Displayed proudly in his parents’ sitting room is an engraved plaque
bearing a stunning yet heartbreaking story in eight words: ‘Kieran
Doherty, 1980 Champion, Ciaran Nugent Chess Shield’.

And, next to it, another shield, again engraved ‘Ciaran Nugent Chess
Shield’, but this time with twelve metal tags, the top of which bears
Kieran Doherty’s name and ‘1980, the other eleven still blank. A clue
to Kieran’s patience and ability, a clue to the blanket men’s grim
determination to outlast the H-Blocks.

CAVAN/MONAGHAN

In June of this year, in the Free State general election, Kieran was
elected a member of the Leinster House parliament for the Cavan/Monaghan
constituency with 9,121 first preference votes – only 303 votes behind
the then-sitting Free State Minister of Education.

HUNGER STRIKE

To a friend who visited him after the first hunger strike, which ended
last December, Kieran said: “They (the warders) are really rubbing our
noses in it. By God, they will not rub mine!”

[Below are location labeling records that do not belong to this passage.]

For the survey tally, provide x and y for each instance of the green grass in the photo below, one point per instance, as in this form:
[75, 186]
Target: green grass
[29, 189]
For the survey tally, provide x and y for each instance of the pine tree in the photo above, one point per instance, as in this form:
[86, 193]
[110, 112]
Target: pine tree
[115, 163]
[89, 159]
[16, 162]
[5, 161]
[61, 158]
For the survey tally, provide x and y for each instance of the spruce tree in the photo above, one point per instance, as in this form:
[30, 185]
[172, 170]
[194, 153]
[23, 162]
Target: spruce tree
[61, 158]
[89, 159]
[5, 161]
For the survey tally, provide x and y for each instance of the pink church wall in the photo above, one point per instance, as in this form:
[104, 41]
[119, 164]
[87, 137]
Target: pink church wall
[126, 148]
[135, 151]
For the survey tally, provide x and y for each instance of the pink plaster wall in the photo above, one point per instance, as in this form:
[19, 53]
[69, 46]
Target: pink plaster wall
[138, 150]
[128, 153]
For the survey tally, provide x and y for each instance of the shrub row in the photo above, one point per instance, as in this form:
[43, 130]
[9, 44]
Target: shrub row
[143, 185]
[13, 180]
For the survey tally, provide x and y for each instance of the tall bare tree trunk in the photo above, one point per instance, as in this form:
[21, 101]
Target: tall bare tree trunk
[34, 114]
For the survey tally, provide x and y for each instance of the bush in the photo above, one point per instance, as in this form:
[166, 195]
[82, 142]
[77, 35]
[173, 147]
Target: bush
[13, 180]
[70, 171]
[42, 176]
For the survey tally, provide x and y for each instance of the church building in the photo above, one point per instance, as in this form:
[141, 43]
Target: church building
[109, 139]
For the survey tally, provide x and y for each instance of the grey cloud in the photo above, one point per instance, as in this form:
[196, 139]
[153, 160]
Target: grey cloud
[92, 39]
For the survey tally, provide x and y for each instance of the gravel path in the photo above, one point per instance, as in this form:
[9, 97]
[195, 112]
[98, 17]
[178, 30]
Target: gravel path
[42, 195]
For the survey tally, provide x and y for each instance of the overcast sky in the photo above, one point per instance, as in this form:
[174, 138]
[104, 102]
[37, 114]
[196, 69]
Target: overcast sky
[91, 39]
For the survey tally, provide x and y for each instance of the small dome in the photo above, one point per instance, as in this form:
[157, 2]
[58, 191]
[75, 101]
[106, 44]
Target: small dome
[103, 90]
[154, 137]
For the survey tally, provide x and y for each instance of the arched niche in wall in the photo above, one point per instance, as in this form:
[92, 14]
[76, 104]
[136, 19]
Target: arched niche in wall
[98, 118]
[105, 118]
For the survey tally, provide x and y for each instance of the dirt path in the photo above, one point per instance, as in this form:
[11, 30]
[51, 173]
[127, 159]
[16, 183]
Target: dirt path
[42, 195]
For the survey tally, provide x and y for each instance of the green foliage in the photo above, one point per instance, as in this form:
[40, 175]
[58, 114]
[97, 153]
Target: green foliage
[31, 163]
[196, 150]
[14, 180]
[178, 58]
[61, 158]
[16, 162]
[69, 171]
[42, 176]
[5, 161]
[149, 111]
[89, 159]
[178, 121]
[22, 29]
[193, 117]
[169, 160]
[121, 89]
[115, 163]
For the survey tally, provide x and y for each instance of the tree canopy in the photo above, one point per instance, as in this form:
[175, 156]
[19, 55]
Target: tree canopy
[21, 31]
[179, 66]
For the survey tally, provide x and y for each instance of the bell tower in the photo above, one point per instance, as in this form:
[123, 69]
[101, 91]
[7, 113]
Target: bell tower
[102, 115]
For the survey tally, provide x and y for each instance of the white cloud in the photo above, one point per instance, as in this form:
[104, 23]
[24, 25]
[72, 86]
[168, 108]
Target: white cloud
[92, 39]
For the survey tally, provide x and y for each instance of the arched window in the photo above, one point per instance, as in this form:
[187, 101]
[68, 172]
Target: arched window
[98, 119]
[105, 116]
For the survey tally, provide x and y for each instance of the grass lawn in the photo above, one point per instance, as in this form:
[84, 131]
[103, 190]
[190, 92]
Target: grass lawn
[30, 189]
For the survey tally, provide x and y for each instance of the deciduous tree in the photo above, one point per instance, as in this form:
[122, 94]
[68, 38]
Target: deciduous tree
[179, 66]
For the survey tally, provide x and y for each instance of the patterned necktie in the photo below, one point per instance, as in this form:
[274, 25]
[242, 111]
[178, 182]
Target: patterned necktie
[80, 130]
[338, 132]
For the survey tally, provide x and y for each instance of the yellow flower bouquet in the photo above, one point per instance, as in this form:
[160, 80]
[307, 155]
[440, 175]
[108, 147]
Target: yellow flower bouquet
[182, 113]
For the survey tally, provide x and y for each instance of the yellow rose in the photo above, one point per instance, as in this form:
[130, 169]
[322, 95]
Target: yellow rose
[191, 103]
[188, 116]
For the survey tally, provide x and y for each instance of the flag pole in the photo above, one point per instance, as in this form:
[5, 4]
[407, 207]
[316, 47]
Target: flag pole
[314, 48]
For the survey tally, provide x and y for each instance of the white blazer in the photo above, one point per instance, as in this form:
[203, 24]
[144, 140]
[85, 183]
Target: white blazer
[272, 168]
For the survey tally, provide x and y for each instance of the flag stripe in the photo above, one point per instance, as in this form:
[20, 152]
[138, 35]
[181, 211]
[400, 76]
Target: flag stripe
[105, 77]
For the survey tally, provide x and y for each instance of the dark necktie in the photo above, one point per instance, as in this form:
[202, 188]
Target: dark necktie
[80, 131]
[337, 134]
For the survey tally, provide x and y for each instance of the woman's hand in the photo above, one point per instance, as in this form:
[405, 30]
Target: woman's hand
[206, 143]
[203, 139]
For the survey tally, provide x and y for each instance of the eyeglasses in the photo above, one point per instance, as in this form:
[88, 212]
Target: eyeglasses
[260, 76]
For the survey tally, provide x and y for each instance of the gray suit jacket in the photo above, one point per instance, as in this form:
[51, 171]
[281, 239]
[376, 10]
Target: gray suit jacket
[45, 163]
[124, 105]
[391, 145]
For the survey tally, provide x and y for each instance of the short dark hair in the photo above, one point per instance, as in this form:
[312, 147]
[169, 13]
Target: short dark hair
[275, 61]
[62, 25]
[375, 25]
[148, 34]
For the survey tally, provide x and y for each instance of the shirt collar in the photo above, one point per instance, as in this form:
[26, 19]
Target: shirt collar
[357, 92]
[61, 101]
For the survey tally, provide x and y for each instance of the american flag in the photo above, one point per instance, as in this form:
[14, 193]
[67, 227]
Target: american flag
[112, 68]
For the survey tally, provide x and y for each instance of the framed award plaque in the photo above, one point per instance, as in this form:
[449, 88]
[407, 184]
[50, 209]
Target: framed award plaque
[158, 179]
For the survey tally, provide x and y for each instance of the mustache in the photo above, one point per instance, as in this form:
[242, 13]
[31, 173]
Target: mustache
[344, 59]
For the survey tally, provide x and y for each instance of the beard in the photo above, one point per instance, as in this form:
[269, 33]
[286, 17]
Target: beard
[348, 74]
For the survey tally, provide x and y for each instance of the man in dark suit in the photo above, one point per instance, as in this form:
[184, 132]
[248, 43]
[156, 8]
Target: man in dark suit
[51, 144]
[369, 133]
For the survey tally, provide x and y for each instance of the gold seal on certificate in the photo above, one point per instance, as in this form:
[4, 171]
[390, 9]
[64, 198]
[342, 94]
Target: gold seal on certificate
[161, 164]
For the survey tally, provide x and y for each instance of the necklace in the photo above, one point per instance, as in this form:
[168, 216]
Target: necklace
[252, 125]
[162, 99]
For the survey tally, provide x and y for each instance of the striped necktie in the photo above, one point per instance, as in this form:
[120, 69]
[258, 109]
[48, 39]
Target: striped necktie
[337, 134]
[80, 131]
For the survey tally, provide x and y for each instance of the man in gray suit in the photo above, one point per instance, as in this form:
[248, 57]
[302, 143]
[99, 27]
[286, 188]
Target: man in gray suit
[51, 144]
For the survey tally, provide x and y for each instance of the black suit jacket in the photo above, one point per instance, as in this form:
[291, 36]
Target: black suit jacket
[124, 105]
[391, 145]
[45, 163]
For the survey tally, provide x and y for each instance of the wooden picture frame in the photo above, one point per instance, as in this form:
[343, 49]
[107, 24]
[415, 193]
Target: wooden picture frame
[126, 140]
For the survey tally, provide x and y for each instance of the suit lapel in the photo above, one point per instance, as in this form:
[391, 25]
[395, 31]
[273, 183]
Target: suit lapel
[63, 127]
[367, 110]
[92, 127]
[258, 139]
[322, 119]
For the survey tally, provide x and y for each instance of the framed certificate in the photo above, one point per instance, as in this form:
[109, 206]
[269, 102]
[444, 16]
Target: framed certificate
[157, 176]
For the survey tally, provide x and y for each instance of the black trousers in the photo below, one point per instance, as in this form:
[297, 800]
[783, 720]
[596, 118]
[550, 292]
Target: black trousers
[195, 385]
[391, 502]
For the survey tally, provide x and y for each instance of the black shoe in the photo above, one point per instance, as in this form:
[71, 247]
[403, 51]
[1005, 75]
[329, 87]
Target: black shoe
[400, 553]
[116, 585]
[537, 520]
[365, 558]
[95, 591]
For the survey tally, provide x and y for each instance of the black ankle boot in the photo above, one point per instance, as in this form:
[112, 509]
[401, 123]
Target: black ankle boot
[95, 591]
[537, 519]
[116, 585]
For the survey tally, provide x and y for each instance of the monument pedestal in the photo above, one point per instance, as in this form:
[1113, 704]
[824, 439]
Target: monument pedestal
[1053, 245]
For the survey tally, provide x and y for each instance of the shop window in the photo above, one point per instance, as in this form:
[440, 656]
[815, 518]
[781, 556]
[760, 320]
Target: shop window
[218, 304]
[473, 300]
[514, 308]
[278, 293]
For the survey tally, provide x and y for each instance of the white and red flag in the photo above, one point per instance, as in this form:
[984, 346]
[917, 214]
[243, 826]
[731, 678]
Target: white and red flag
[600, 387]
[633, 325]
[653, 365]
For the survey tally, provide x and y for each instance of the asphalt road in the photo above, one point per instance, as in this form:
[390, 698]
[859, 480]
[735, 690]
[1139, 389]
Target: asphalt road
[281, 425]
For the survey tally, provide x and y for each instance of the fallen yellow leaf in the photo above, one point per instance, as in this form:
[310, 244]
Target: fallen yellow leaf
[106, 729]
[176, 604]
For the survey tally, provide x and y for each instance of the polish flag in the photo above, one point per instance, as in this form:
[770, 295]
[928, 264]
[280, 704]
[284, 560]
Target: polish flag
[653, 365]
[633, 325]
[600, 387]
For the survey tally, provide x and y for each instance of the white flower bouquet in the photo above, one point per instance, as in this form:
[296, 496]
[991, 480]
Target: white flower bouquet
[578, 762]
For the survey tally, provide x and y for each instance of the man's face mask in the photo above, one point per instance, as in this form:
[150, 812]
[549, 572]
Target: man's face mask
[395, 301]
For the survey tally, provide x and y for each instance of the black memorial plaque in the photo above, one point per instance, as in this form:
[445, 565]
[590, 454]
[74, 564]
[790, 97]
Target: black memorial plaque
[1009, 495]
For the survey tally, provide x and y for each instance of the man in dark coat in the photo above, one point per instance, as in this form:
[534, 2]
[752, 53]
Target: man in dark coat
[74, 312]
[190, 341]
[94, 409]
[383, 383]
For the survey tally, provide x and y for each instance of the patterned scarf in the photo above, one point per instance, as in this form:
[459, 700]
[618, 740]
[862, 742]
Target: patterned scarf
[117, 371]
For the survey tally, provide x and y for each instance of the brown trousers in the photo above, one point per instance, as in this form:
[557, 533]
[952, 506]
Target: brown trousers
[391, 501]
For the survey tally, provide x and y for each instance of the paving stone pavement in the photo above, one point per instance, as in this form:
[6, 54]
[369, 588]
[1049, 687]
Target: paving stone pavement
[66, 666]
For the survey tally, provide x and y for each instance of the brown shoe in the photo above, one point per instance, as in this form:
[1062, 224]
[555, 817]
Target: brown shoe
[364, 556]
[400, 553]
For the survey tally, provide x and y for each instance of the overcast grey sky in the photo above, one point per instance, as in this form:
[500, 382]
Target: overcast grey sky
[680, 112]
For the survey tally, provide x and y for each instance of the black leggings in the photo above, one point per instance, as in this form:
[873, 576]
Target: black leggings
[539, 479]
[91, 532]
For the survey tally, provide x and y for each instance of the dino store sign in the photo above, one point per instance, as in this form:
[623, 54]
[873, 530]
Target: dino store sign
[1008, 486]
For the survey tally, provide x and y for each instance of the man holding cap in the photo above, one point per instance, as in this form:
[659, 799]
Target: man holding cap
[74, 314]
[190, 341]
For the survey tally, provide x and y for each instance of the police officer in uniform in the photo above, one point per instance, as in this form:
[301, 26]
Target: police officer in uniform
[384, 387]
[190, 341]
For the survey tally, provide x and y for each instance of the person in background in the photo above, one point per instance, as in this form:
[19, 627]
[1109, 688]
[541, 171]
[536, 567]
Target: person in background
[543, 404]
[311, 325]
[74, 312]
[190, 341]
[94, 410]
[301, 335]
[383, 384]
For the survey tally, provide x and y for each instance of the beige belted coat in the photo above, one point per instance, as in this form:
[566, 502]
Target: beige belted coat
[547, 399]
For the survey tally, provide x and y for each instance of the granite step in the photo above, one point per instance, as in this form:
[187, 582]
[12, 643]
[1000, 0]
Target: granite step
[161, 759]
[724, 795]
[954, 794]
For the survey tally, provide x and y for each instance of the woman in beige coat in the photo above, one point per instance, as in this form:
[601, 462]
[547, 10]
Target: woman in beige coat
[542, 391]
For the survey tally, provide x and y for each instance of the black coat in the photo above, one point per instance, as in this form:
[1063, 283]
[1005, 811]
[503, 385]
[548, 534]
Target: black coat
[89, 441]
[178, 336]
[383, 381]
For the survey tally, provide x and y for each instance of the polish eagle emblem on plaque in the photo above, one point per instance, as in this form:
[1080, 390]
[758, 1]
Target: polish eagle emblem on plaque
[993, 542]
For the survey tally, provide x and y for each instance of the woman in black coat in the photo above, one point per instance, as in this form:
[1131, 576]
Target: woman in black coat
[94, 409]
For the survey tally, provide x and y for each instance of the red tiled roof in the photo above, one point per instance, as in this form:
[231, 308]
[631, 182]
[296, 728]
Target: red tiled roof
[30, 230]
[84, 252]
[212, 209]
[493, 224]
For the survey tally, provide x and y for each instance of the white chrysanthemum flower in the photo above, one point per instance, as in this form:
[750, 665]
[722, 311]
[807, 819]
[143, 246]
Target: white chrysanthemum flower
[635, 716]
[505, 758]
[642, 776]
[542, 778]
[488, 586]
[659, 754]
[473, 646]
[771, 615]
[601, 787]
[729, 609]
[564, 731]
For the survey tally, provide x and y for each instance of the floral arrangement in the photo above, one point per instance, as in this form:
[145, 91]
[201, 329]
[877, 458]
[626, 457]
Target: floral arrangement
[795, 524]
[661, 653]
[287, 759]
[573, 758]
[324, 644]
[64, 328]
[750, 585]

Asked whether he would not settle down – after all, with five years done
and remission, another six years would soon be over. He replied:
“Remission has nothing to do with it. There is much more than that
involved.”

So he went on hunger strike on Friday, May 22nd, having put his name
forward for it long ago, as undaunted and full of fighting spirit as
when he roamed free on the streets of Andersonstown.

A child, like hundreds of others a product of British brutality and
stupidity in the North, who revealed himself to be an outstanding
soldier of the republic.

Kieran was a shy, reserved, easily-embarrassed young man who was
single-minded and determined enough to have become, in himself, a
condensed history of the liberation of a people.